I have indexed a corpus consisting of a single file (it's M01 from FLOB, so a total of about 2000 words).
Words with multiple forms are not being indexed correctly. This affects the freq0 file and also the lists you get in the Word Query dialog.
In the freq0 file, I get, for instance, three lines for "of" instead of the one line I ought to have:
of 1 1
of 46 1
of 1 1
This should, surely, be
of 48 3
(the "forms" are distinguished by POS tags -- respectively, ???, IO, and II22).
This is reflected in the WQ dialog as each form of "of" appearing as a separate line in the top half of the word-list, rather than them being combined together in the top half and then separated out in the bottom half. See enclosed graphic.
This is carried over into the XML listing saved from this dialog as well.
Since it is a consistent problem, I'm guessing it has to do with the indexer rather than the client. I don't get this bug with bigger corpora, e.g. the full whack of FLOB (whose freq0 has one line, "of 34094 14"), and it's fine with the BNC too.
Andrew.
bug graphic
Logged In: YES
user_id=1036552
Originator: NO
I tested this with 1.22 and get the correct behaviour so whatever the problem is it appears to have gone away. Strange, I can't explain how it can have arisen, I suspected the addkeys setup but it is quite correct.
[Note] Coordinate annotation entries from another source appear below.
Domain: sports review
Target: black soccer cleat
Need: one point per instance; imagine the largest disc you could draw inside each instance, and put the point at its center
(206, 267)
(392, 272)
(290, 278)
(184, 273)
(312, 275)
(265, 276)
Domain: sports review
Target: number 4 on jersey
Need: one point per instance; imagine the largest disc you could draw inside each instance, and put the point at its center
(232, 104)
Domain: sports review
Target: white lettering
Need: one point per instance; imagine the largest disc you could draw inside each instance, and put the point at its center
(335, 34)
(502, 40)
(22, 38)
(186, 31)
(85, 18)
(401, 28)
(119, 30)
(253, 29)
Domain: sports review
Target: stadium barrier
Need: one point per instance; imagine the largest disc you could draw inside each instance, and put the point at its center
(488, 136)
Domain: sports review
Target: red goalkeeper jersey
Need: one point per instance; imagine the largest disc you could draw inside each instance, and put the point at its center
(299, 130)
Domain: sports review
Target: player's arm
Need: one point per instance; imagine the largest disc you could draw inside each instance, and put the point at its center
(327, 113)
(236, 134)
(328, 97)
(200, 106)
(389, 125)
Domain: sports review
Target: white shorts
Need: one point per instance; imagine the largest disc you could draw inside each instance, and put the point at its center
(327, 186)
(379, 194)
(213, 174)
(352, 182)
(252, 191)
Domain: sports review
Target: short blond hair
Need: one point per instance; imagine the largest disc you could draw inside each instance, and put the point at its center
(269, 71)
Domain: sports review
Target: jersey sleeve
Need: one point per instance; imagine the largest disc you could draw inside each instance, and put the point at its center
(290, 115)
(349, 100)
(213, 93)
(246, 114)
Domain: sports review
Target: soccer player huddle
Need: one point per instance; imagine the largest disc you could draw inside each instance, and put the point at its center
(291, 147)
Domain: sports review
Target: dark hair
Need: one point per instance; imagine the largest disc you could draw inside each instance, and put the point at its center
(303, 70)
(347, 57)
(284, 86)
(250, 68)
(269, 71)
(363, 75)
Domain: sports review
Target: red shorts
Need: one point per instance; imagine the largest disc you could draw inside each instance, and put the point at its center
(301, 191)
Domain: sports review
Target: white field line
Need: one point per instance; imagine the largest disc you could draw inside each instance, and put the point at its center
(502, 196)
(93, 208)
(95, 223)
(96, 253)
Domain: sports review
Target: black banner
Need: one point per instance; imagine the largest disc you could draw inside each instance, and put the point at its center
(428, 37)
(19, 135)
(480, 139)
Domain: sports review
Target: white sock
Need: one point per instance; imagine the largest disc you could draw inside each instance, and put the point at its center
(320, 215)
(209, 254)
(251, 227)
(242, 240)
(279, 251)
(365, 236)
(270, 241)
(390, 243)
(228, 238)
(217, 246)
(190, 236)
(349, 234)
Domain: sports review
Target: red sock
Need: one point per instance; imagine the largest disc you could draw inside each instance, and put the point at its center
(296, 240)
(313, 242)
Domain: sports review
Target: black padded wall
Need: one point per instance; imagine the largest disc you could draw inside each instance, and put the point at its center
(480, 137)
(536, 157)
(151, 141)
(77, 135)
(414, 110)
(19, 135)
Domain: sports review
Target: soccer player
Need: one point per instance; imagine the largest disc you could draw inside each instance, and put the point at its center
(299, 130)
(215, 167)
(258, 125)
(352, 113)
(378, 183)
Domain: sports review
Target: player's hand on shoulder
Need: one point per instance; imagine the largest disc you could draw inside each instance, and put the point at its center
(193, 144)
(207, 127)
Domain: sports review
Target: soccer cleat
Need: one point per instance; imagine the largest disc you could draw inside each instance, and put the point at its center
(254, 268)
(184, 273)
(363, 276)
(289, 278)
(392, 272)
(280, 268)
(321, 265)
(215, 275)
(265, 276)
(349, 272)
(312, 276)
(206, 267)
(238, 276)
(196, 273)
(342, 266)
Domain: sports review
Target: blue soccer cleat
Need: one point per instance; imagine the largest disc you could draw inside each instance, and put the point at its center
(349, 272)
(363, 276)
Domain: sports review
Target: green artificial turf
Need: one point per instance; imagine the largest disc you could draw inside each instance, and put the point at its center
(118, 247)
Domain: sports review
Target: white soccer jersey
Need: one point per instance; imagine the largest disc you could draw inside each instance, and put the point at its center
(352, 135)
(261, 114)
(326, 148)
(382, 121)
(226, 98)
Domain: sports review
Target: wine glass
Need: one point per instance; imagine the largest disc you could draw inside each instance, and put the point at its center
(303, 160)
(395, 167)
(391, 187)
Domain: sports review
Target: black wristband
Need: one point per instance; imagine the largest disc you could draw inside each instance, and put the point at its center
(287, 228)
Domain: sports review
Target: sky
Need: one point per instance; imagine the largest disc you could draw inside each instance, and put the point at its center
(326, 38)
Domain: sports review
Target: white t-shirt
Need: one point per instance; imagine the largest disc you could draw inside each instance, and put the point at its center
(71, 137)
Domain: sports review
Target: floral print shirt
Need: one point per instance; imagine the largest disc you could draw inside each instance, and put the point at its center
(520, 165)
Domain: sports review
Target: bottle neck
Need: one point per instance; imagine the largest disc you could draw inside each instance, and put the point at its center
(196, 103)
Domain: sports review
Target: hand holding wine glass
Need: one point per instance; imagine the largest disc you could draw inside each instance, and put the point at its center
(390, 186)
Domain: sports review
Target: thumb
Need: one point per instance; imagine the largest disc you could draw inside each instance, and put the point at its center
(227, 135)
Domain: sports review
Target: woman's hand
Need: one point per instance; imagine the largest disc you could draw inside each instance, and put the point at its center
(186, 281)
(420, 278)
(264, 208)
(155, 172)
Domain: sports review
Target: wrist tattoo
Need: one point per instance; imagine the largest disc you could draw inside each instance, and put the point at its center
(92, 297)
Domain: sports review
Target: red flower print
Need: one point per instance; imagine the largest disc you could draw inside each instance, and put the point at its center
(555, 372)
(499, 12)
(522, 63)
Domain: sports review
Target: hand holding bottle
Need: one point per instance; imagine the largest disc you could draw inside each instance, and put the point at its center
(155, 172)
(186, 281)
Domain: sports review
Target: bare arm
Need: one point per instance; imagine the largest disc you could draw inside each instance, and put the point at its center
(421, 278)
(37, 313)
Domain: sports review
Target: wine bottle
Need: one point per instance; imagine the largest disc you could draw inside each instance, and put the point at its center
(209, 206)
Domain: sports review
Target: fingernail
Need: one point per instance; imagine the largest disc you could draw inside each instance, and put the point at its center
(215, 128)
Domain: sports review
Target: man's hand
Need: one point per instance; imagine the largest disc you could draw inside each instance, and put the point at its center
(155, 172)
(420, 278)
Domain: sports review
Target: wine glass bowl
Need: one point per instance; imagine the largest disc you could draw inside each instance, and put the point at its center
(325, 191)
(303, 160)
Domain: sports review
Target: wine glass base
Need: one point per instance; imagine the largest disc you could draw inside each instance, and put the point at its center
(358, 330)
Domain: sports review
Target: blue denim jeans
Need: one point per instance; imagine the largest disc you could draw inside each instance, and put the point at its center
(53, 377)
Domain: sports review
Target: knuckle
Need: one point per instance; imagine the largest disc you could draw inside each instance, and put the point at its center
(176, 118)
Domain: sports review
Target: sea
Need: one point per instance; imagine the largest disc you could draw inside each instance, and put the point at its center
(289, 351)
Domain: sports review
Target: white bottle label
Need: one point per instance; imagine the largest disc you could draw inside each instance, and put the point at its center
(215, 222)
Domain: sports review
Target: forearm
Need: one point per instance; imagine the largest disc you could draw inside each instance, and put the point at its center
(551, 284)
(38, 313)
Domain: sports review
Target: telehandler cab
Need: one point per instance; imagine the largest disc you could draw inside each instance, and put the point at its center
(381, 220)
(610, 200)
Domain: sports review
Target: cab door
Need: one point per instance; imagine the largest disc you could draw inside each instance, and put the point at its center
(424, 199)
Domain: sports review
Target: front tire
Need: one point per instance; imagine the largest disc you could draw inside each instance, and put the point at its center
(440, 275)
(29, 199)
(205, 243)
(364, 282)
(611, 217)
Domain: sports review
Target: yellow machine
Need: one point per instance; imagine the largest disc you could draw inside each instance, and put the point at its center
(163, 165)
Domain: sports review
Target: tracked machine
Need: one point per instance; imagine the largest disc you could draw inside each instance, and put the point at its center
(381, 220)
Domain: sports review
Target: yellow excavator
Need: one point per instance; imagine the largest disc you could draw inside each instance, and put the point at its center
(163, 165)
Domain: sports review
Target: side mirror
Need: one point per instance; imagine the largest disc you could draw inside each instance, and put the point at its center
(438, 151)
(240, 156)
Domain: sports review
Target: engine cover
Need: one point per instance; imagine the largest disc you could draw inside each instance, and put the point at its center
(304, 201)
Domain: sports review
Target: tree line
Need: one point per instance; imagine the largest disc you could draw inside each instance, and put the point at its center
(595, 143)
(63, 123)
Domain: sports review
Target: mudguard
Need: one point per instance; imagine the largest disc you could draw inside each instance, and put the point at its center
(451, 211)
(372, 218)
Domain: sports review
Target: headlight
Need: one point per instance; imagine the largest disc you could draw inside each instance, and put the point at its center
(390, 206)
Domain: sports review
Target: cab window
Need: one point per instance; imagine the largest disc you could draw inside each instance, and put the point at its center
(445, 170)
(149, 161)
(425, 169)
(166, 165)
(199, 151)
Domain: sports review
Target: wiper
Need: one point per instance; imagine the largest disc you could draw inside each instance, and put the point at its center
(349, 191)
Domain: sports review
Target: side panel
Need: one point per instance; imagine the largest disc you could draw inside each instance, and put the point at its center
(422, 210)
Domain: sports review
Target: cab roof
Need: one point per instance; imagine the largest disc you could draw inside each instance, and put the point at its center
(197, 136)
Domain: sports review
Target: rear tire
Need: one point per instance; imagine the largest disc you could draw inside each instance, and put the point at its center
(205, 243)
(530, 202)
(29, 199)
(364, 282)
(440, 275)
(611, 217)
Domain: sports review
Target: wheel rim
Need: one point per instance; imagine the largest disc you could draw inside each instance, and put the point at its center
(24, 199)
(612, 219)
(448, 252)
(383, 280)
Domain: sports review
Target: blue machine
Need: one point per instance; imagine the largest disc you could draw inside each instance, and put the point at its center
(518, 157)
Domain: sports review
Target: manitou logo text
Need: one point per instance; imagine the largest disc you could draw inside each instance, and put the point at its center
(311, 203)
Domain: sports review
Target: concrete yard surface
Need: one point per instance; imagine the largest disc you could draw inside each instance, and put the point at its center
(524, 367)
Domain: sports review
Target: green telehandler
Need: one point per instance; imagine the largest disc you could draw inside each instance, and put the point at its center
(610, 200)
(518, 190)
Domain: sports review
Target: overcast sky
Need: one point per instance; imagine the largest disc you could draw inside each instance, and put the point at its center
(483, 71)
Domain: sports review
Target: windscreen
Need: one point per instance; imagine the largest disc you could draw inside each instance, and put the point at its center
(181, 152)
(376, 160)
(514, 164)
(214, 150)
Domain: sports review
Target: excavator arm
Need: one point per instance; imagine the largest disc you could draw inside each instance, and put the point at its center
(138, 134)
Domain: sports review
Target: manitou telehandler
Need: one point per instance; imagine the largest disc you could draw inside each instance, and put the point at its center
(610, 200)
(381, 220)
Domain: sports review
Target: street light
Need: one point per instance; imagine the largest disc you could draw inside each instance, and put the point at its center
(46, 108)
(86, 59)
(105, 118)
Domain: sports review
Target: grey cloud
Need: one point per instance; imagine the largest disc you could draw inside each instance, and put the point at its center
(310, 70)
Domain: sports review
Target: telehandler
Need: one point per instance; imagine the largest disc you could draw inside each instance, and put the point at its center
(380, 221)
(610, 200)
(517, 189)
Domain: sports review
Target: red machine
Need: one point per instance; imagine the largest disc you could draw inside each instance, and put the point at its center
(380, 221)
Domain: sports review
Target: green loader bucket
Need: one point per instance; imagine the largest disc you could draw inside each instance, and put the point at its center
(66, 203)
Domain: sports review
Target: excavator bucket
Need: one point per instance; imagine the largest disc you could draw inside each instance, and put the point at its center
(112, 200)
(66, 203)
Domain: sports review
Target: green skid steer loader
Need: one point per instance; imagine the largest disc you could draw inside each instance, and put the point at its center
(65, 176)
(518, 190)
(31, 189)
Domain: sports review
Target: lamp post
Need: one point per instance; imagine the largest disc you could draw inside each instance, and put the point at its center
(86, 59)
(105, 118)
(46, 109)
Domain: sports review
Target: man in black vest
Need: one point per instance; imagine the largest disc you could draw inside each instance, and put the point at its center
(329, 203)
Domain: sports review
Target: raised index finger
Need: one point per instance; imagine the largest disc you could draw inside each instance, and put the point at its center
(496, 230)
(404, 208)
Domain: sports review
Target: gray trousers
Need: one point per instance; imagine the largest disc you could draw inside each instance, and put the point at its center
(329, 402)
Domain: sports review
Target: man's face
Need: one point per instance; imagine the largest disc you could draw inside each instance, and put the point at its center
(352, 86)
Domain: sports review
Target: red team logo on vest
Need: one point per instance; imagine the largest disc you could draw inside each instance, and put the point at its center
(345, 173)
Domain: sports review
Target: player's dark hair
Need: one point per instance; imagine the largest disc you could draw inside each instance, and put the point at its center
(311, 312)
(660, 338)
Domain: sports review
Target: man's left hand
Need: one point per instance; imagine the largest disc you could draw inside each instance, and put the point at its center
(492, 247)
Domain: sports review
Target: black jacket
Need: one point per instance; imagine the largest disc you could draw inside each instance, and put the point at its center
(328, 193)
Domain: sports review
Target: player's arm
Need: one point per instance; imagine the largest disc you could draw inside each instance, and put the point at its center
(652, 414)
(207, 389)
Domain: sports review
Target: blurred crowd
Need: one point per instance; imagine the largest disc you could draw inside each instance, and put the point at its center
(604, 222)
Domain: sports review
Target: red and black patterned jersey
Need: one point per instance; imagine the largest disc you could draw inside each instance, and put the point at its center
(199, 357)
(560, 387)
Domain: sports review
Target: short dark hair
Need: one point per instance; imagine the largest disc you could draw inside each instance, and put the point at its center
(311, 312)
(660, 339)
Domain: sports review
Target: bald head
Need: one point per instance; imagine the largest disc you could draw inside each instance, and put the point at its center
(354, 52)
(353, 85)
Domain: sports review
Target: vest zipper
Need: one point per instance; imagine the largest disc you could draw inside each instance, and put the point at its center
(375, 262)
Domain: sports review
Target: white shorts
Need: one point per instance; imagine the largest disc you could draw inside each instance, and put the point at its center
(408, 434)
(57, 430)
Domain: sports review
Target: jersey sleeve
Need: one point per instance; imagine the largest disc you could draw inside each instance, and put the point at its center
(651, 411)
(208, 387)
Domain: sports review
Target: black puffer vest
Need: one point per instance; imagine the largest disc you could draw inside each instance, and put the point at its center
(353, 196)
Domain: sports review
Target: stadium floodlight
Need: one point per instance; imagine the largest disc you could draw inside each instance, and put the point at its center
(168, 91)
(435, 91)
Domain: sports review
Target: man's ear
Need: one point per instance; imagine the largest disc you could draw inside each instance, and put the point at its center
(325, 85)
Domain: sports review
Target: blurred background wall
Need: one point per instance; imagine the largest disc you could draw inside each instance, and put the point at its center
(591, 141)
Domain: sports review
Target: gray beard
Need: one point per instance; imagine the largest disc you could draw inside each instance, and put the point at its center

Andrew, will you test this when 1.22 appears and report the result here; then if it really has gone away I'll close the bug.
Logged In: YES
user_id=1460495
Originator: YES
No change in 1.22. There are still three separate listings for "of" in both the freq0 file and in the result I get from the Word Query dialog lookup ...
Logged In: YES
user_id=1036552
Originator: NO
I can reproduce this now: I missed it before because it doesn't happen with the debug version. This also makes it rather hard to track, but I'll catch it one way or another!